Friday, June 30, 2023

Balancing the OPR and the ringgit


In the run-up to Bank Negara Malaysia’s (BNM) monetary policy statement next week many are speculating whether the depreciation of the ringgit will force a hike in the overnight policy rate (OPR). The short answer is no.

The position of BNM and the government is clear, the exchange rate is determined by the market and acts as an automatic stabiliser. A depreciation helps Malaysian exporters even if imports become more expensive.

Malaysia is a small open economy and does not have the economic size to affect global exchange rate markets. Any attempt to defend the ringgit will fail because international currency reserves are too low to intervene for long and raising the OPR could damage the economy and weaken the ringgit further.

This means no intervention, no pegging, no exchange rate targets and no to the use of the OPR to interfere in the exchange markets.

The weaker ringgit is nothing to do with the Malaysian government or BNM. Along with many other regional currencies the ringgit is weakening because of international developments outside of the control of domestic policymakers. These include higher US interest rates and geopolitical uncertainty making investors seek a safe haven in dollar assets.

In domestic markets BNM has a clear mandate to maintain price stability and financial sector stability to support sustainable economic growth. This broad mandate reflects the realities of the Malaysian economy and the OPR is the most suitable tool influencing all three aspects.

This is different to Singapore and Hong Kong where price stability is focused on managing the exchange rate which has a much stronger influence on inflation and growth than the interest rate.

Although falling exchange rates raise the price of imports, less than 10% of Malaysia’s imports are consumer goods and these are only around 26% of items that would affect the CPI. So the exchange rate pass-through to inflation is very muted.

According to BNM a 5% depreciation in the exchange rate would raise core inflation by only 0.2% after one year. In most cases depreciations are followed by appreciations and so overall short-term volatility will cancel out. Only long-term changes will be structurally impactful.

The OPR cannot influence short-term exchange rates systematically and the recent increases in the OPR by 1.25% since March 2022 have not held up the ringgit for long because international factors are having a bigger effect than interest rate differentials.

To match the increase in the US Federal Funds Rate the OPR would have had to rise 500 basis points since March 2022 and would be 6.75% rather than 3%, crushing Malaysian borrowers across the board, risking recession and collapsing the ringgit. This is why the OPR is not used to chase the dollar.

Instead BNM uses the OPR to manage inflation through multiple channels that influence demand and expectations. Raising the OPR makes credit more expensive and makes saving more attractive.

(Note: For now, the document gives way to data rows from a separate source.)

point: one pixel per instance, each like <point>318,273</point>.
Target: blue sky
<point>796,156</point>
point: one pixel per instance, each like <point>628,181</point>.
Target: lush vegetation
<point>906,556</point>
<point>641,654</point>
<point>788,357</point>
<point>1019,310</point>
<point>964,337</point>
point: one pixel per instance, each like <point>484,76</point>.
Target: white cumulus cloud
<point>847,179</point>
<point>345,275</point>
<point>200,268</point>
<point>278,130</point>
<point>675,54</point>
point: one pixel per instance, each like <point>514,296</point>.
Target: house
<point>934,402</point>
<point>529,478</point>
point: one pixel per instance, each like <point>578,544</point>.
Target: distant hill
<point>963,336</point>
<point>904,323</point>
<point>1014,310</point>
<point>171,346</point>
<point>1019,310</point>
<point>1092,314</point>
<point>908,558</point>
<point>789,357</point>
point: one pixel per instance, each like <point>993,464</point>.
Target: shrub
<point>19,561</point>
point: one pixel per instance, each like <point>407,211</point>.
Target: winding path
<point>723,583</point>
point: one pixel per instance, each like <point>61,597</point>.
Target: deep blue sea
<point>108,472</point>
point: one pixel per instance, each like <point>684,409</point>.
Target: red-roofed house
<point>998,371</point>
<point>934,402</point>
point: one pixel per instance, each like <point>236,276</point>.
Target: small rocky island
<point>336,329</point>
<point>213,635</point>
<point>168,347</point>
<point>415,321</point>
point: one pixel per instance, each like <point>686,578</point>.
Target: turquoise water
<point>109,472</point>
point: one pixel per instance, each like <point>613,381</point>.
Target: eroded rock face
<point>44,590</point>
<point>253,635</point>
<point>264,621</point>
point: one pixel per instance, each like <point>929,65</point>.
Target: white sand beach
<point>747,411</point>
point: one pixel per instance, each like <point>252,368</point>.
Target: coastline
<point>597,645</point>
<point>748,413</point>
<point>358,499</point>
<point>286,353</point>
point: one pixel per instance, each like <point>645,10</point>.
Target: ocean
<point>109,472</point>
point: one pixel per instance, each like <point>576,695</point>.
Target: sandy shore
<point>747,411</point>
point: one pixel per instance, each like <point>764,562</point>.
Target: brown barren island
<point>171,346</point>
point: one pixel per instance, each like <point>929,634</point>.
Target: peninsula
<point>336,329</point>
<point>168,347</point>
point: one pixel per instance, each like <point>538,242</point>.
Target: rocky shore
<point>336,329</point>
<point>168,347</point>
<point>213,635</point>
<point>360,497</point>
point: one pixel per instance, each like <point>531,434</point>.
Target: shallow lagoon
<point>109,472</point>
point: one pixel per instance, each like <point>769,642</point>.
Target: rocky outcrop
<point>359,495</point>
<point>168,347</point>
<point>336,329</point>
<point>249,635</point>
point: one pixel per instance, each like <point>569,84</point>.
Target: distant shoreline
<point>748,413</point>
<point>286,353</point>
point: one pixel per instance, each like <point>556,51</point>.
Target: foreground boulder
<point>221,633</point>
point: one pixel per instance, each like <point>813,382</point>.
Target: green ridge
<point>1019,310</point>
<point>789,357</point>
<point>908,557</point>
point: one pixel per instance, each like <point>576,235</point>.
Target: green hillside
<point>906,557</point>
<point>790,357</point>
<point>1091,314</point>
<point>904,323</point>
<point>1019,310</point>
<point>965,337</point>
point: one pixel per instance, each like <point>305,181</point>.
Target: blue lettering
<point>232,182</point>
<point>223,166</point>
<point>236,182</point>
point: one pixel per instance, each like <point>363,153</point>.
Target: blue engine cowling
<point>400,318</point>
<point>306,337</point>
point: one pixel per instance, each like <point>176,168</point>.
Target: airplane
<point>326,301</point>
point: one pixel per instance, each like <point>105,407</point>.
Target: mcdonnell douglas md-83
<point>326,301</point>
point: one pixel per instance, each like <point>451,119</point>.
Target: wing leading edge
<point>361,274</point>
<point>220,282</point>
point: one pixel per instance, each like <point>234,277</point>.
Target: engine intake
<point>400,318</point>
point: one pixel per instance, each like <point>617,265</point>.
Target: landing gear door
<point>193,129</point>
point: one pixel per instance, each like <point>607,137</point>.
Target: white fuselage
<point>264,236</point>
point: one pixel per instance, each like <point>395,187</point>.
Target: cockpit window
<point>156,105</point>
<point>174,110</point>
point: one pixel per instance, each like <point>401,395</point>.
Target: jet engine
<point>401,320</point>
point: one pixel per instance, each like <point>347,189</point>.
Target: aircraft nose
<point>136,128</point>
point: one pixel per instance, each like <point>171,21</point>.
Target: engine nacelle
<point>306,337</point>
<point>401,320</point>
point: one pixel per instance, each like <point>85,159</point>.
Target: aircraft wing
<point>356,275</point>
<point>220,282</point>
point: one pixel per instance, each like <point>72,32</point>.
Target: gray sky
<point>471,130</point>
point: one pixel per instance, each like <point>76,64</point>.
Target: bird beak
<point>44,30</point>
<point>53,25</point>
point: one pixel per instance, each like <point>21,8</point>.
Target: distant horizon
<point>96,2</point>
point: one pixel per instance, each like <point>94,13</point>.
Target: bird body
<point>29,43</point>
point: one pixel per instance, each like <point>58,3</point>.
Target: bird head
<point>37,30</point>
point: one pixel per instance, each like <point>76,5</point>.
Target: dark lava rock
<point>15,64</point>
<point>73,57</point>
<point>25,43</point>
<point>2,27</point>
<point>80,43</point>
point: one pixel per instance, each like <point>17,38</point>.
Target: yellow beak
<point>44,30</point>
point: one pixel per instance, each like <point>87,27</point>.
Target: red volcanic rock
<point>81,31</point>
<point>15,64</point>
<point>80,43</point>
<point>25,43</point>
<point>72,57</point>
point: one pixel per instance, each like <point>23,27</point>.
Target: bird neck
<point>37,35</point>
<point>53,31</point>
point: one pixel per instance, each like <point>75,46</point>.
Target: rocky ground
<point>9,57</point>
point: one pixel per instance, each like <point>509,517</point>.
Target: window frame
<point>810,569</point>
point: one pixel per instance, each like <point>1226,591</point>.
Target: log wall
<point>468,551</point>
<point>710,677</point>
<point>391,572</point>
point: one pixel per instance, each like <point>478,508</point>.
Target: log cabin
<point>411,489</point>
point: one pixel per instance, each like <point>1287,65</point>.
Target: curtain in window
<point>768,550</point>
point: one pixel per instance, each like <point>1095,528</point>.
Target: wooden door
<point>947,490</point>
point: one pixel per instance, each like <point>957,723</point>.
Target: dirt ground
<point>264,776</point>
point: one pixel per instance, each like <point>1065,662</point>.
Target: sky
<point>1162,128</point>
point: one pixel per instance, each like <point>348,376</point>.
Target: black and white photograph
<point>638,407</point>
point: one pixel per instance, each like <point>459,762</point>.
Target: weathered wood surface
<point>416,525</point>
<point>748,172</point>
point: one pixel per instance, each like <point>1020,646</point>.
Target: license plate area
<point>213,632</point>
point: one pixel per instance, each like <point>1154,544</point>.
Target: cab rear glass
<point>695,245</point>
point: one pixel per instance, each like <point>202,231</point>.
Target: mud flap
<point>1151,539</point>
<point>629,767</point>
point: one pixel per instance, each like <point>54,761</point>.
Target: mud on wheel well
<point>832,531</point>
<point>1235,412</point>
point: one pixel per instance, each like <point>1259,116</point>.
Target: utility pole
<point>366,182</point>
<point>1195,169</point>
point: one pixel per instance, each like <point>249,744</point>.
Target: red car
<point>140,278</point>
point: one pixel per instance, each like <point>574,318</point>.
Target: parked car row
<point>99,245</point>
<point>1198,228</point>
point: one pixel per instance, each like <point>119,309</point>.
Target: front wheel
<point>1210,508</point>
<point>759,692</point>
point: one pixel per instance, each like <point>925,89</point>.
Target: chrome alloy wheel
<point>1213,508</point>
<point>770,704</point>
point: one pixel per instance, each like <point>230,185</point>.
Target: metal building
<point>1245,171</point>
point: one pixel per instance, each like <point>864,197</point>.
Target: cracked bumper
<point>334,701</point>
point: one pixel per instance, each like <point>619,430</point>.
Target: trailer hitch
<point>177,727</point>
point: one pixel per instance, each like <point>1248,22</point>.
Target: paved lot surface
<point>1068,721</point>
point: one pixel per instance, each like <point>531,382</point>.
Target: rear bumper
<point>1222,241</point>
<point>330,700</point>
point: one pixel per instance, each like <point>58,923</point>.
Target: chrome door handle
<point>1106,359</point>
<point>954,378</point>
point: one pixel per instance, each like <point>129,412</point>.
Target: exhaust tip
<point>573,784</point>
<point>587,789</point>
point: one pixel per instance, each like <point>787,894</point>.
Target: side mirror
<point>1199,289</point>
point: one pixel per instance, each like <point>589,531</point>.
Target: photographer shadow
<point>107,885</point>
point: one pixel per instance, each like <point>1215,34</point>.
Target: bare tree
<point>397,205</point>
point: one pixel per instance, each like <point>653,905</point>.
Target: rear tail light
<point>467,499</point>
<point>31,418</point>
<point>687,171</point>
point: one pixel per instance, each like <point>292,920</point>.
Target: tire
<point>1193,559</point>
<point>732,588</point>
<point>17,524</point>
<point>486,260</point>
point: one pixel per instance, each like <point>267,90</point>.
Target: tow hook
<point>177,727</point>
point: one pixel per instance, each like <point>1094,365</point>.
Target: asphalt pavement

People borrow less and save more and the combined effect moderates demand and helps slow down price increases.

Changing the OPR today will not begin to affect inflation for at least two years and the impact is not one-to-one. The first 0.25% increase in the OPR in May 2022 did not immediately reduce inflation by 0.25% and will only begin to have an effect early in 2024.

So it is important to take pre-emptive action now to moderate inflation and expected price increases in the future. With the OPR at normal levels and inflation falling as we have predicted all year, Malaysia is in much better shape than most countries and despite the ringgit volatility another pause in the OPR would be advisable. - FMT

The views expressed are those of the writer and do not necessarily reflect those of MMKtT.